Monday of the Twenty-eighth Week in Ordinary Time
(Romans 1:1-7; Luke 11:29-32)
This epithet was once given for a foolish man: “He is often wrong but never in doubt.” Unfortunately sometimes humans are reluctant to even recognize the possibility of having erred. Even when faced with the loss of family or life, for example, some alcoholics refuse to admit the inability to control their intake of liquor. Yet recognition of one’s faults and the courage to change are necessary for positive growth. Winston Churchill stated the process well: “To improve is to change; to be perfect is to change often.” Jesus tells us something similar in the gospel today.

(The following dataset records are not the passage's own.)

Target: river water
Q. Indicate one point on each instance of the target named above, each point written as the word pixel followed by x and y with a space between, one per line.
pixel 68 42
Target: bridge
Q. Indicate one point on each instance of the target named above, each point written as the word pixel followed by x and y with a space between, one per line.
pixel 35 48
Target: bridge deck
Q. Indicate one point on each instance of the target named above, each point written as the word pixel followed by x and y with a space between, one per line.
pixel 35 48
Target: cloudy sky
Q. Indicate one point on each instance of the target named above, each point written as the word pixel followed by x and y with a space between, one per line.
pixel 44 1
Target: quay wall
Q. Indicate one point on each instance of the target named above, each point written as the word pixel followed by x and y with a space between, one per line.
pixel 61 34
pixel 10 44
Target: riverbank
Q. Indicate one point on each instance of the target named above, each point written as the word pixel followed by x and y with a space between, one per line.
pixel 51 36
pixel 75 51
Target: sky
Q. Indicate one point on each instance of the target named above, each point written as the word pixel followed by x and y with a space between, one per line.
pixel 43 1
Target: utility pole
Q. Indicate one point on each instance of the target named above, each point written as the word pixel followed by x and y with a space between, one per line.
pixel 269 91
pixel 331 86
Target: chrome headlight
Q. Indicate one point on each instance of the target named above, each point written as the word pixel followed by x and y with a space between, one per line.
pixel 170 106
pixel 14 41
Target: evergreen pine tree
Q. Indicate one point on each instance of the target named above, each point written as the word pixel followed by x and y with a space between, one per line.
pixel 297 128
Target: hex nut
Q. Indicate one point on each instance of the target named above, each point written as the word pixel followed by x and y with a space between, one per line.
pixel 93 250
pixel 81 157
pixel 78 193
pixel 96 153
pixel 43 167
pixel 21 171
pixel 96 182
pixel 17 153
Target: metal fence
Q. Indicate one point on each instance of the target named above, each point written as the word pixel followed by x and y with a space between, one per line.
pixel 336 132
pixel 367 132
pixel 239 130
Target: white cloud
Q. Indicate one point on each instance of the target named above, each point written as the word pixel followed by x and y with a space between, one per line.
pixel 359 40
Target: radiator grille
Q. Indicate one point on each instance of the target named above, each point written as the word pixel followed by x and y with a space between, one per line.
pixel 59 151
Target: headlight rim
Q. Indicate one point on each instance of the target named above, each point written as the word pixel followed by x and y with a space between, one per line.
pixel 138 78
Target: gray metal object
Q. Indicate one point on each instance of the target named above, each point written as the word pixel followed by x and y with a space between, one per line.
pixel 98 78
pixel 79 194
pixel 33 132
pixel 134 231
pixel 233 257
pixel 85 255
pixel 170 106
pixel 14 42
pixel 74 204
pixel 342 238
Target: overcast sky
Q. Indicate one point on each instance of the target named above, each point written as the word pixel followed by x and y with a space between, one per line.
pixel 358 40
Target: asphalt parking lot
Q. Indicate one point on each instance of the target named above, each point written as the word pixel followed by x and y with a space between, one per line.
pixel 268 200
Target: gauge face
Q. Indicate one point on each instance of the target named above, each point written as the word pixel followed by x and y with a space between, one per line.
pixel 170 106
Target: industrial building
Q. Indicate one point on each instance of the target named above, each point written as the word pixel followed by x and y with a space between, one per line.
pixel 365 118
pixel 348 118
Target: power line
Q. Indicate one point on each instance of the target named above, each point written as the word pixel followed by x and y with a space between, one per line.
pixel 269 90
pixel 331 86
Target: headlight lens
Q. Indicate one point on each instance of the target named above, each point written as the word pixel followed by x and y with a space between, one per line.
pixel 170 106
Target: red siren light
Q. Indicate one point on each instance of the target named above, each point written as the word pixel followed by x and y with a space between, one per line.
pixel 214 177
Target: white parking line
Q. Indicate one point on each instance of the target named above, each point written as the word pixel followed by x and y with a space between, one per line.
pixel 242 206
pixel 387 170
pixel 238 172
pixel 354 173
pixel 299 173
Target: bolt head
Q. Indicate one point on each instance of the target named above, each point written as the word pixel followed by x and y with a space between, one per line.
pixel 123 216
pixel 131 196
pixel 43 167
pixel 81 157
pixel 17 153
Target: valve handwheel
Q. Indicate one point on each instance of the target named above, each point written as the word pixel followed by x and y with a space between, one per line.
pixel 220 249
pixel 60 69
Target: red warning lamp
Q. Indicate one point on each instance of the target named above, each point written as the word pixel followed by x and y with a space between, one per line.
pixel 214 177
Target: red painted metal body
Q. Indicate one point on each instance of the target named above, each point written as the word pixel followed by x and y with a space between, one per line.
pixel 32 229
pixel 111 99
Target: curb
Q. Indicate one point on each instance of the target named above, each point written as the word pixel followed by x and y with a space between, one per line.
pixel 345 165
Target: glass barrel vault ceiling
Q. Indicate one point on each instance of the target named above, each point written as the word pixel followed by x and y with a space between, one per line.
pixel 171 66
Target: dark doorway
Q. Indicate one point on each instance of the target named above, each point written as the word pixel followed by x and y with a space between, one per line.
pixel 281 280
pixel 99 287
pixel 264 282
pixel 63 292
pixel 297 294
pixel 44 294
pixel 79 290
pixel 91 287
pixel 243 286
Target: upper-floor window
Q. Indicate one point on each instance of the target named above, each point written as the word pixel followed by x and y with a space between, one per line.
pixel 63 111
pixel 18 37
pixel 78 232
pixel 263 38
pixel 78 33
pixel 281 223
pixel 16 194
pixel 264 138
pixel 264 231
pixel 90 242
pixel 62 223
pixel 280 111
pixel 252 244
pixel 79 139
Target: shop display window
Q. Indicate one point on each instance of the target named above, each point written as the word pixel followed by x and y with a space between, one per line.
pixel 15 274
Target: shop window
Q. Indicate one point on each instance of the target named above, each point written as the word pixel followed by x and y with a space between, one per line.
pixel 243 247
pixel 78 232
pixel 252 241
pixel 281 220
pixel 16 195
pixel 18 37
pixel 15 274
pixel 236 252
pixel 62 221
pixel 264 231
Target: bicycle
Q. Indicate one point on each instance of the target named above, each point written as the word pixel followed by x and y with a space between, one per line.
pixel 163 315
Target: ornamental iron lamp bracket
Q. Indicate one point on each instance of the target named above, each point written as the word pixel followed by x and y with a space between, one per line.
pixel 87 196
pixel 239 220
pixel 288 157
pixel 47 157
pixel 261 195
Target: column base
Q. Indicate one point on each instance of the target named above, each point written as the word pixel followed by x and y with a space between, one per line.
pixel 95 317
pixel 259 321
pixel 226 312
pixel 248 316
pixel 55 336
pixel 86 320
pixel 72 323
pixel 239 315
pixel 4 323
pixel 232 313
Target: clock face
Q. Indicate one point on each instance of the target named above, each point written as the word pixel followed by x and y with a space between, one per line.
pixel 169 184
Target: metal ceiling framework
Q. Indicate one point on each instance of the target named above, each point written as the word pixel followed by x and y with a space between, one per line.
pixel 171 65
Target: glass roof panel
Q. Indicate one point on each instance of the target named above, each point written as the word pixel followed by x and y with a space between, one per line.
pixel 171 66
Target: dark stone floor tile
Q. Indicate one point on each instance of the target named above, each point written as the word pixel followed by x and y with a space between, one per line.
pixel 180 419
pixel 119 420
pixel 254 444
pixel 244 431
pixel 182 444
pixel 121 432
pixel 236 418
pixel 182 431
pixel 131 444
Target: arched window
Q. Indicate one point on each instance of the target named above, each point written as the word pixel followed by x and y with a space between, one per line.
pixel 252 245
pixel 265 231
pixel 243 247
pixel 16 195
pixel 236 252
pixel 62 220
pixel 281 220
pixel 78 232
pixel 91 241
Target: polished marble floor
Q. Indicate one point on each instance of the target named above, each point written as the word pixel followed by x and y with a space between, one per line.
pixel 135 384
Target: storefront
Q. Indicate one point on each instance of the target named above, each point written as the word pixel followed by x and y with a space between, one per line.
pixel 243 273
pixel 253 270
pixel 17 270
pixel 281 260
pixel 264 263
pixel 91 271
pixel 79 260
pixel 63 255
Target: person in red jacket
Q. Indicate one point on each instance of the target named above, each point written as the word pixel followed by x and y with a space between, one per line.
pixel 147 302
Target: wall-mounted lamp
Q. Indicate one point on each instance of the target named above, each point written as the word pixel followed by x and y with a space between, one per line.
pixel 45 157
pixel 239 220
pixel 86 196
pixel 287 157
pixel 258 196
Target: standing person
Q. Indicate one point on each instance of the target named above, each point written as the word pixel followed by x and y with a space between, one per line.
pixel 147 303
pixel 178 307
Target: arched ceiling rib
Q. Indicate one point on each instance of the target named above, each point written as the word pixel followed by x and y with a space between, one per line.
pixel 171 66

The people whom Jesus addresses are not what we would consider bad people. They are not thieves, murderers, adulterers, or the like. But they do identify God’s will with their own ways of thinking. Samaritans, they might say, are damned because they do not worship correctly. People are poor, they may add, because they have sinned. Jesus tries to correct these mistaken ideas with fundamentally two parallel truths: God is love and God wants humans to love one another. These truths, however, run against the human tendency to see God as a judge given to punishment and to love others
selectively.
We cannot escape the sinful human situation with its prejudices. But we can change our positions when we find them in error. The key is to discover the sources that will reveal the truth to us and indicate the ways we need to change.